East Asia has shocked the world when at least 10 of the region’s emerging economies have showed significant economic growth, registering at 8.1 percent last year, the strongest so far recorded by the World Bank in the past 10 years.
This means that the region’s impoverished sector has constricted, as against previous figures recorded prior to the financial crisis that hit the region in July 1997 that caused many share prices to tumble as portfolio investments sagged, in favor of other more stable markets outside the region.
Independent economists said this positive development was never expected as the region is still reeling from the impacts of the financial crisis. But this time, the region is much wealthier than ever before, confirms the World Bank’s East Asia & Pacific Update, emailed to this writer.
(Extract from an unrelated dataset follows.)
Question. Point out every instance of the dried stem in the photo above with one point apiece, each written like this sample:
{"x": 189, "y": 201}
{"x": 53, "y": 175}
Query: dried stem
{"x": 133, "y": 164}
Despite this, they have expressed worry that along with this success comes the many challenges for countries that are avoiding the middle income trap, says the bank’s recent press statement, datelined in Tokyo.
WB, however, warned that if this success is not handled properly there is a tendency that the growth will be derailed. And there is danger that some countries will be stuck at the low income to middle income level. Already, the World Bank predicted that by 2010, most of the East Asian countries are expected to be living under the middle income economy. Some of them will experience pressures due to environmental problems that are hard to sustain.
To stay away from future financial shocks, the World Bank adviced East Asian economies to strengthen their governance and investment climate so as to stay on the right course. It also prodded the region to diversify its capital markets, liberalized trade services, boosting education systems, and prudent macroeconomic policies.
"By 2025, the urban population is expected to jump by 65 percent or 500 million people, placing huge strains on already inadequate road, electricity, water and sanitation systems." the report added.